I'm sorry Dutchman, I known you are wanting to tell us that you have come to a good place in your MOM and good for you.  You are not being preachy about it or trying to tell us we can all do it, on the contrary.  And I don't want to pour cold water on your hopes.  I hope you stick around and I wish you all the best.  Lily

Our MOM has come to this good place, otherwise I would be very hesitant to write about it. I'm not in a vulnerable place anymore. After 15 years in a monogamous MOM, I think I've earned enough to say something about the subject. I very much appreciate your posts, also when challenging me, for you should! Your intentions are for the good, and I fully understand it. A MOM can be (or turn out to be) so very harmful to the people involved, it's heart breaking to read those stories. On the other side, there is a possibility for a totally different outcome. And this I know for sure, for I'm living it. It's not some distant hope, it's real! If I still had any doubts about that I would tell. I try to be as open as possible about our MOM.

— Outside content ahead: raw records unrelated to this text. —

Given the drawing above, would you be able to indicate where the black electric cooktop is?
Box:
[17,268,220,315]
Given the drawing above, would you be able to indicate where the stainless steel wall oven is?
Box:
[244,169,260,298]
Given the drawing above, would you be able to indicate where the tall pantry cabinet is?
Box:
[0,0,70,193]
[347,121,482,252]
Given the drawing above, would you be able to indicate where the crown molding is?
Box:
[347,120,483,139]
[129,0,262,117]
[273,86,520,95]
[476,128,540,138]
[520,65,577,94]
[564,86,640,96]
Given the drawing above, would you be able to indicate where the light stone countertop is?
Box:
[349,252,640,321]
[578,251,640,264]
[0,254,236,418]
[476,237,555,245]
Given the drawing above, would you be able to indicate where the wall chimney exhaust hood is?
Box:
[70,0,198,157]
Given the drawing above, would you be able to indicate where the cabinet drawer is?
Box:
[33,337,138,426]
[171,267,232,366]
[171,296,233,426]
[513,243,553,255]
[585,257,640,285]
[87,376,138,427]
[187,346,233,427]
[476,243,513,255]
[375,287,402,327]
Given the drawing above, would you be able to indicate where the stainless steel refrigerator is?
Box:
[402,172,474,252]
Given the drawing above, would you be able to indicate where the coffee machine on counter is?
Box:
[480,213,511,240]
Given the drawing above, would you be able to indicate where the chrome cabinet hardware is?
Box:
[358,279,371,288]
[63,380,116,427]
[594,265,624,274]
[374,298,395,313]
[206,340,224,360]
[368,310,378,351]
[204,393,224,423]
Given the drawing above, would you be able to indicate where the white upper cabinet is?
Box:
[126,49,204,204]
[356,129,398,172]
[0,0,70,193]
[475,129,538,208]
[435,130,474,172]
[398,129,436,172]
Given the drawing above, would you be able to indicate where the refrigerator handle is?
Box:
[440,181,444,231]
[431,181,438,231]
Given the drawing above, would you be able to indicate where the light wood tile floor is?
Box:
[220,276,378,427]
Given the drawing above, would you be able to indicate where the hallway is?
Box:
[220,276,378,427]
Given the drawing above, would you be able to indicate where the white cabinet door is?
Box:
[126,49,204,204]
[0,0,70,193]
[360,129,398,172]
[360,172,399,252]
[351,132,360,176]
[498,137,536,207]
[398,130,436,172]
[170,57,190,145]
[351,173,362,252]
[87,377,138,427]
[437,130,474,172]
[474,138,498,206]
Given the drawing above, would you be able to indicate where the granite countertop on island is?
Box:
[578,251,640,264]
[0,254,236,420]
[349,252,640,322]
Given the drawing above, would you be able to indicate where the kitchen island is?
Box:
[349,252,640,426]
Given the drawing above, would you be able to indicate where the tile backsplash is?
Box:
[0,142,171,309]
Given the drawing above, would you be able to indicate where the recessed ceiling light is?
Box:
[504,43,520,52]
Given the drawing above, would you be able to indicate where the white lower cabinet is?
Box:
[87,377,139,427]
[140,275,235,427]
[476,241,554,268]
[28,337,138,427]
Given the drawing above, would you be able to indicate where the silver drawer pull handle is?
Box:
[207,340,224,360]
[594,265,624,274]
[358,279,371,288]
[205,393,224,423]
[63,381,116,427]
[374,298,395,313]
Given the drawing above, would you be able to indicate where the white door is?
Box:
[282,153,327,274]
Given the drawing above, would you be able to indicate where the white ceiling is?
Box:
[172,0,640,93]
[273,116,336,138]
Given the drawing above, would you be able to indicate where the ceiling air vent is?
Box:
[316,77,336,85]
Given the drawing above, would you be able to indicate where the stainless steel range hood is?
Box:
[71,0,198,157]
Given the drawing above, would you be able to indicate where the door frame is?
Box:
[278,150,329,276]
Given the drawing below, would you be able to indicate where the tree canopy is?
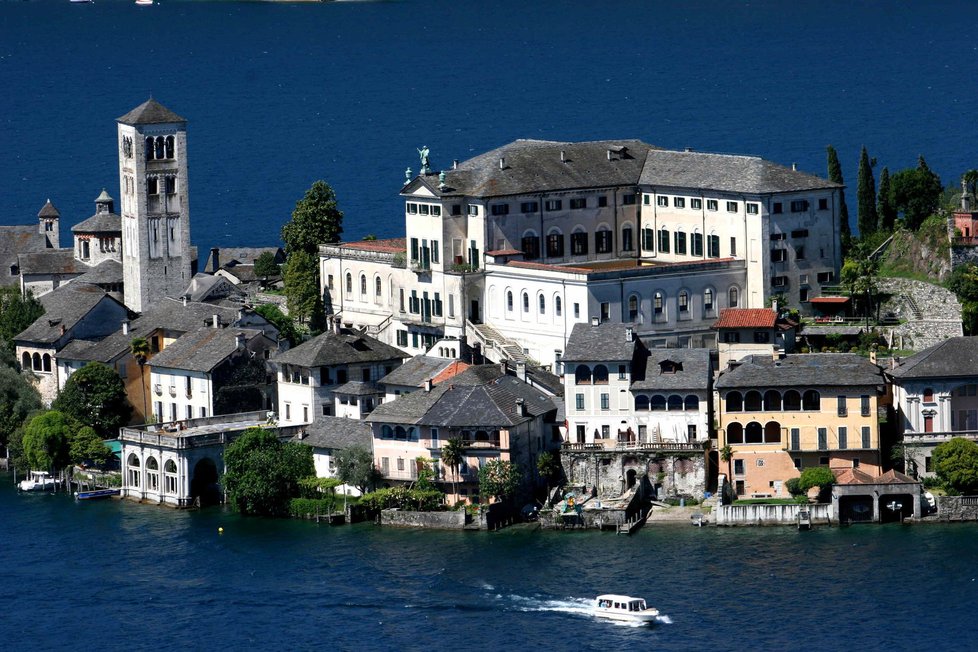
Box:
[282,181,343,258]
[51,362,132,439]
[333,446,380,494]
[931,437,978,495]
[224,428,316,516]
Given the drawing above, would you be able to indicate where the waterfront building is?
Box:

So what makes the difference? Why are some MOM's doomed, and why some are not? 
Are there some preconditions that determine it? If so, which?
Are there acts of behavior and handling things that are decisive? If so, Which?

Somehow I hope to get this clear. Maybe using me as a representative of a successful MOM, challenged by MOM's that didn't make it. Not to judge or condemn, but to get clear what the decisive line is. 
To my opinion that could possibly help people to decide which path to go. Hopefully: prevent years of pain, or prevent discarding a valuable relation and/or breaking up a family.

PS. With this it didn't respond to a post of you (regarding the teenage thing). When I started to write a reponse to it, I noticed my remarks would be in regard  to a more general overview.  So I think best continueing the discussion about above post first and later pickup om the 'teenage thing'.